Accordingly this Court denied the motion summarily.
Now Gilyard has filed a Notice of Appeal from that denial. In that regard Fed. R. App. P. 22(b) dictates that this Court must either issue a certificate of appealability or state the reasons why such a certificate should not issue.
Before this statement speaks to the legal frivolousness of Gilyard's belated--and clearly untimely--effort to revive his unsuccessful federal habeas action, the serendipitous issuance of our Court of Appeals' June 20 opinion in Freeman v. Chandler, No. 10-1467, 2011 WL 2437772 has prompted a brief exposition of a subject not discussed in the Order.
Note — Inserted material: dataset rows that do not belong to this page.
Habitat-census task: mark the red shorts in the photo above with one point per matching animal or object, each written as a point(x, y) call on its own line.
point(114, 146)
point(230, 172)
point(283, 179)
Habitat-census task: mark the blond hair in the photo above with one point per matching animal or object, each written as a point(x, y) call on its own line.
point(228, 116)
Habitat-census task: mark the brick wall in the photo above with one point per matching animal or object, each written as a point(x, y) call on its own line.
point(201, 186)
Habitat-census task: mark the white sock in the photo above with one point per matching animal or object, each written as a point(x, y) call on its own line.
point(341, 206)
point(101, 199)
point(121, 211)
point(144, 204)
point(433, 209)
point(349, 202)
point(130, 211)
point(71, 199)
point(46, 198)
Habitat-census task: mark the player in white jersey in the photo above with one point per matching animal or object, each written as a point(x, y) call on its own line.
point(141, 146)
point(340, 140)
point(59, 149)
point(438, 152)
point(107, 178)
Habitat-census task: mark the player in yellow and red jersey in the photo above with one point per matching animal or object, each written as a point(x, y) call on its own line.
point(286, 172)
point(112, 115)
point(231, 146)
Freeman, id. at *3 followed the teaching of Gonzales v. Crosby, 545 U.S. 524, 538 (2005) in setting out the line of demarcation between a permissible Rule 60(b) motion for reconsideration and an impermissible second habeas petition. As stated earlier, this Court only recently inherited the years-old dismissal of Gilyard's first Rule 60(b) motion, so that it has had no occasion to review the substance of the three-court rejection of that first attempt to see whether the distinction that had previously been taught by Gonzales had been addressed in those prior proceedings.
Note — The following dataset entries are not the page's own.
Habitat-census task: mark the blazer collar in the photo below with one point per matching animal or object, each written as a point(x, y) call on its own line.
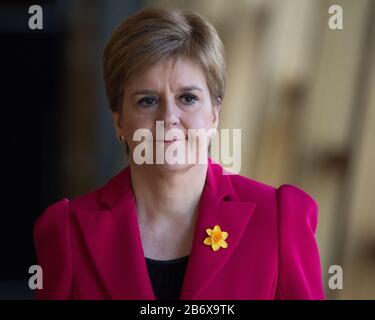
point(112, 236)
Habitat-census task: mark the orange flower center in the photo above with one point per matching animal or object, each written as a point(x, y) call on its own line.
point(216, 236)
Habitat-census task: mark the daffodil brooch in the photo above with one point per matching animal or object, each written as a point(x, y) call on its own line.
point(216, 238)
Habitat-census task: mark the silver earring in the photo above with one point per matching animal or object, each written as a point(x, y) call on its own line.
point(121, 139)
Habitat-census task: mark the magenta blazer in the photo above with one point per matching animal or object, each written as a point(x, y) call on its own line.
point(90, 247)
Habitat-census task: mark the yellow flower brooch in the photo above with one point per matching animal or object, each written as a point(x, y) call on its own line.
point(216, 238)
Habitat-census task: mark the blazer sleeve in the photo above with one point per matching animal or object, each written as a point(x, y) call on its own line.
point(53, 249)
point(299, 267)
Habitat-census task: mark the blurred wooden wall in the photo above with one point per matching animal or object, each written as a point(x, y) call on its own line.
point(301, 93)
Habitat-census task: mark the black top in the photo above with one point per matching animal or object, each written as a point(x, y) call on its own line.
point(167, 277)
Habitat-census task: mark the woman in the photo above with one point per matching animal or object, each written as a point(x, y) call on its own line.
point(183, 230)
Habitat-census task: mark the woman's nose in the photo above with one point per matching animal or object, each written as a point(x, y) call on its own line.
point(169, 113)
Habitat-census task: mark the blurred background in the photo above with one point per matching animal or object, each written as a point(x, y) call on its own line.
point(302, 94)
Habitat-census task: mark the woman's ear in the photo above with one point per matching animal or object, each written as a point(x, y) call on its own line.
point(117, 120)
point(216, 109)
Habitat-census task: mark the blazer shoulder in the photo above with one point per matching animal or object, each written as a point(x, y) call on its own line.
point(296, 206)
point(52, 218)
point(250, 189)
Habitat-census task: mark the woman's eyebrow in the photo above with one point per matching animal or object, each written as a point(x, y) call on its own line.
point(150, 92)
point(190, 88)
point(144, 92)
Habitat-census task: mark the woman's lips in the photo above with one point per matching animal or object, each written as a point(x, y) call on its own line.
point(170, 141)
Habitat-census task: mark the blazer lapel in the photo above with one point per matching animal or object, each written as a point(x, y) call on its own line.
point(114, 244)
point(113, 240)
point(232, 216)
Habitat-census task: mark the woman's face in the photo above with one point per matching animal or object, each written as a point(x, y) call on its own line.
point(174, 92)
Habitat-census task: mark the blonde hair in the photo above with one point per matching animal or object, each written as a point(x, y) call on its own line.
point(155, 34)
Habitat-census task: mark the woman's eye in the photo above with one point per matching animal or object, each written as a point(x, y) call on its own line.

If (as appears to be most likely) no jurisdictional problem was perceived by any of the three courts that rejected Gilyard's first Rule 60(b) motion, it would also seem that no jurisdictional difficulty would be posed by Gilyard's current (and second) effort either. But even if that were not the case, this would appear to be an apt situation in which to follow the seldom-traveled route, marked out in Sinochem Int'l Co. v. Malaysia Int'l Shipping Corp, 549 U.S. 422, 430-31 (2007), of dealing with an easy non-jurisdictional issue that may be perceived as preceding a determination on the merits before considering what could be a complex jurisdictional question.
Because of the patent untimeliness of Gilyard's current motion, its pursuit must be viewed as frivolous in the legal sense. Accordingly this Court denies Gilyard's motion for leave to appeal in forma pauperis, for that status depends on a showing of both the lack of financial ability to pay the filing fee and the existence of a non-frivolous claim. Moreover, Gilyard has clearly failed to make any substantial showing of the denial of a constitutional right (28 U.S.C. §2253(c)(2)), so that this Court rejects the notion that a certificate of appealability should issue. Gilyard is of course free to tender both issues to the Court of Appeals for its consideration.